June 16, 2021 ~ New York Times ~ Jeneen Interlandi

Can the C.D.C. Be Fixed?

Covid-19 has shown the glaring weaknesses of the world’s premier public health agency — and just how much work it would take to reform it.

In November, an independent team of academics and public-health experts who called themselves the Covid Rapid Response Working Group gathered on Zoom to puzzle over what had by then become the pandemic’s most vexing challenge: how to make all schools safe for full-time, in-person learning as quickly as possible. Schools had not proved to be a hotbed of coronavirus transmission, but beyond that the research was complicated, and communities were divided about how to balance the risks. Some people wanted a full reopening, immediately, no exceptions. Others were terrified to return at all.

So far, there was no national plan for how to move forward. The Centers for Disease Control and Prevention was advising everyone to wear masks and remain six feet apart at all times. But that guidance was a significant impediment to any full-bore reopening, because most schools could not maintain that kind of distance and still accommodate all their students and teachers. It also left many questions unanswered: How did masks and distancing and other strategies like opening windows fit together? Which were essential? Could some measures be skipped if others were followed faithfully?

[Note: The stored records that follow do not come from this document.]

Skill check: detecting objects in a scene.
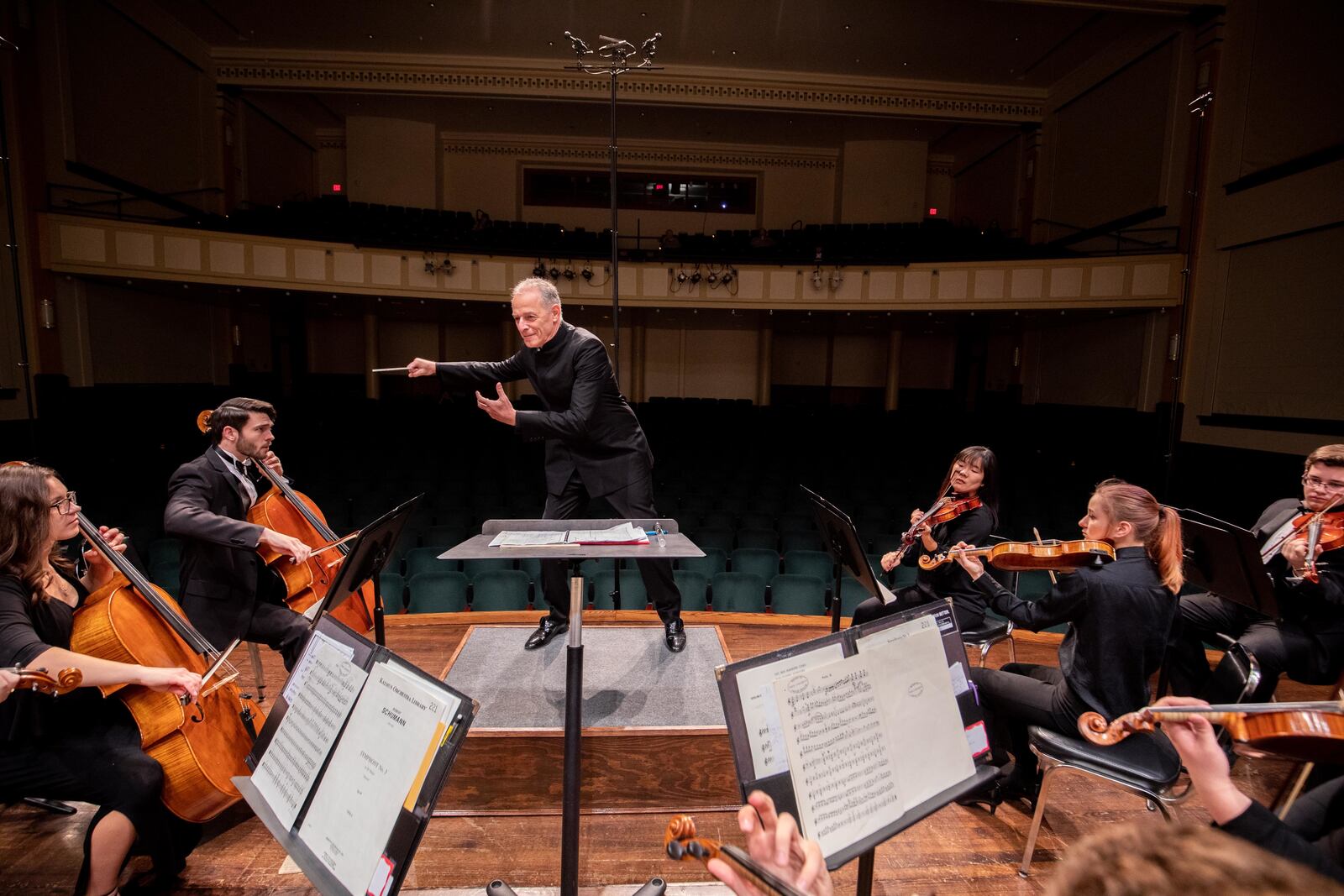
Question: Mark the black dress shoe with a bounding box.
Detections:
[522,616,570,650]
[663,619,685,652]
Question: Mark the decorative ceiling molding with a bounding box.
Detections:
[441,133,837,170]
[213,49,1046,123]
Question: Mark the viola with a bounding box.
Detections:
[1078,701,1344,763]
[0,666,83,697]
[919,538,1116,572]
[663,815,806,896]
[892,495,981,565]
[197,411,374,631]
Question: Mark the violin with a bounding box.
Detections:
[892,495,981,565]
[1078,700,1344,763]
[197,411,374,631]
[663,815,806,896]
[919,538,1116,572]
[0,666,83,697]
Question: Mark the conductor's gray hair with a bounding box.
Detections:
[508,277,560,307]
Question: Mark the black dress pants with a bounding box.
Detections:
[1168,594,1344,703]
[542,473,681,622]
[970,663,1089,787]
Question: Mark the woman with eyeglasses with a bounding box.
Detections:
[0,466,200,896]
[954,479,1184,809]
[1169,445,1344,703]
[853,445,999,630]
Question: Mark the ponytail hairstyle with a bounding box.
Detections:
[0,464,74,602]
[938,445,999,531]
[1093,479,1185,594]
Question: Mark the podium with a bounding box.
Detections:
[438,520,704,896]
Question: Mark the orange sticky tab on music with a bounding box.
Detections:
[402,721,448,811]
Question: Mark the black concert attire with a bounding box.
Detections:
[1171,498,1344,703]
[164,445,307,669]
[437,321,681,622]
[1219,778,1344,881]
[970,547,1176,787]
[0,574,200,887]
[852,505,995,629]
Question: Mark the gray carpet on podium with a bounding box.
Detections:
[446,626,726,730]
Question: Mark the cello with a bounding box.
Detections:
[663,815,806,896]
[1078,700,1344,763]
[197,411,374,631]
[0,666,83,697]
[70,502,265,822]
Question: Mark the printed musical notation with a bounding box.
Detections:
[780,616,974,856]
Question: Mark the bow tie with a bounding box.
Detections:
[223,454,253,479]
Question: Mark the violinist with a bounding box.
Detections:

The C.D.C. seemed incapable of answering these questions. From the pandemic’s earliest days, the agency had been subject to extreme politicization and troubled by what looked, at least from the outside, like pathological clumsiness. Scientists there had been far too slow to detect the virus, to develop an accurate diagnostic test for it or to grasp how fast it was mutating. Their advisories on mask-wearing, quarantine and ventilation had been confusing, inconsistent and occasionally dead wrong. And during the Trump administration, agency leaders stood by while politicians and political appointees repeatedly undermined the agency’s staff. Scientific reports were blocked or altered. Quarantine powers were used to achieve political goals. Dangerous strategies for controlling the virus were not only promoted but actively employed. And state and local leaders were left to fend for themselves — to decide which of the agency’s recommendations to follow or modify or ignore.

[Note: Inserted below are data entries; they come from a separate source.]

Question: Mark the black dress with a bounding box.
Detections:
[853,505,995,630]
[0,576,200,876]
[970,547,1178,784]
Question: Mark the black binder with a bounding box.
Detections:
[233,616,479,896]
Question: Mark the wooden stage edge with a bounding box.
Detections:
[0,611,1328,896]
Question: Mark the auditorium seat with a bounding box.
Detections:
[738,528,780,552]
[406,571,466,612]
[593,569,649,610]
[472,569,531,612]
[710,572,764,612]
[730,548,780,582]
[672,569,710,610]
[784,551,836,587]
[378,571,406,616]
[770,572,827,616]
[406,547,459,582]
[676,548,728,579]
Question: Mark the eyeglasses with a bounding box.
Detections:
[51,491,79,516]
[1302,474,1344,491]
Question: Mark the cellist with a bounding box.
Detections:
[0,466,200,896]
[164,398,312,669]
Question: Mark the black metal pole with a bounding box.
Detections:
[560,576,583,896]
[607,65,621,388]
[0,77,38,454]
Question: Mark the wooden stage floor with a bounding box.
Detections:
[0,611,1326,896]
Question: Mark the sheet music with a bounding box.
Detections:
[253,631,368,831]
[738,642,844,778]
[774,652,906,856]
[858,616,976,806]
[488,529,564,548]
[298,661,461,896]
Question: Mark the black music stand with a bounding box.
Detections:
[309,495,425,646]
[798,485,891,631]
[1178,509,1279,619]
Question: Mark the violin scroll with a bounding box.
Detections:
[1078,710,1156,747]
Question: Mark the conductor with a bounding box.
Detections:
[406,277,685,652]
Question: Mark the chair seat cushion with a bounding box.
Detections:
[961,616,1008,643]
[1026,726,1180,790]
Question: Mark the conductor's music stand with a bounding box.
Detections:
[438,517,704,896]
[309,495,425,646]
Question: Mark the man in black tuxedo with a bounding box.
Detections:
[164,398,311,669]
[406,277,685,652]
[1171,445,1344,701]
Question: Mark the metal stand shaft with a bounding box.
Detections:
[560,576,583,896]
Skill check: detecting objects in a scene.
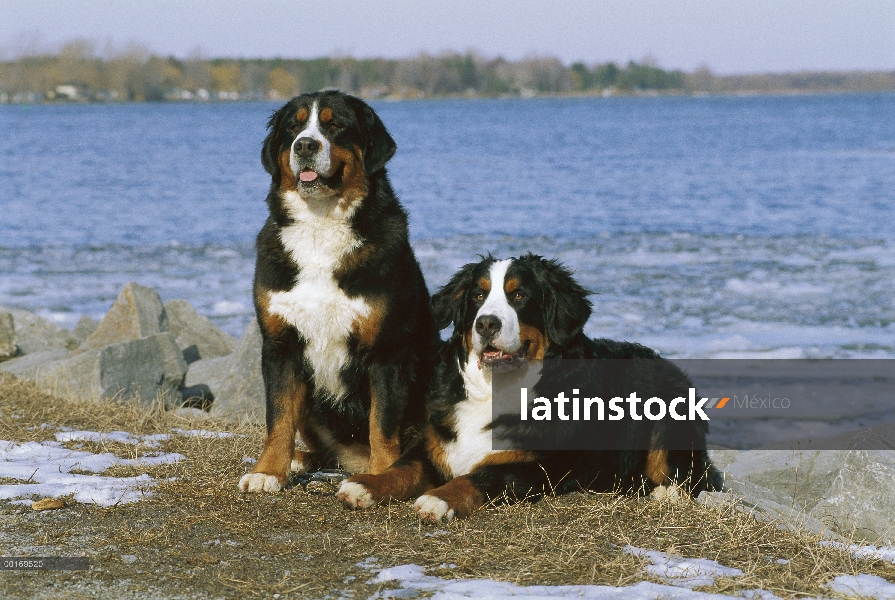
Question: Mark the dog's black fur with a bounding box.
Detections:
[240,90,437,491]
[339,254,722,521]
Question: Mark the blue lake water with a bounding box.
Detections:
[0,94,895,358]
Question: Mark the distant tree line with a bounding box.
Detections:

The Covid Rapid Response Working Group, at the Edmond J. Safra Center for Ethics at Harvard, was one of several independent organizations that stepped in to help fill the gap. In the last year, these groups, run mostly out of academic centers and private foundations, have transformed reams of raw data — on transmission rates and hospitalization rates and death tolls — into actionable intelligence. They have created county-by-county risk-assessment tools, devised national testing strategies and mapped out national contact-tracing programs. In many if not most cases, they have moved faster than the C.D.C., painting a more accurate picture of the pandemic as it unfolded and offering more feasible solutions to the challenges that state and community leaders were facing.

When it came to the question of school reopenings, the Covid Rapid Response Working Group found itself going in circles. It was possible to control the spread of infections indoors; hospitals did it all the time. But when it came to schools, where the risk was much lower, everyone seemed to be at a loss. Why was that? What, exactly, made hospitals so different? “It makes no sense,” Thomas Tsai, a surgeon in the group, said. “Hospitals are not special. We don’t use magic. We just use basic infection control.” He explained what that meant: Teams of specialists create detailed protocols based on what the risks are and what the evidence says about how to avoid those risks. They update and adjust their practices as information evolves, and they conduct routine trainings with all hospital staff members (not just doctors or administrators) so that everyone knows exactly what to do. It was all very standard, he said. It did not even require an advanced degree, just a basic understanding of disease transmission, an awareness of a given hospital’s particular situation and a few people who knew how to connect the two and could train others to do the same. School systems did not have any of those tools, Danielle Allen, head of the Safra Center, pointed out. Nor did they have a clear path to making those connections. But maybe the group could chart that path for them? What would that take?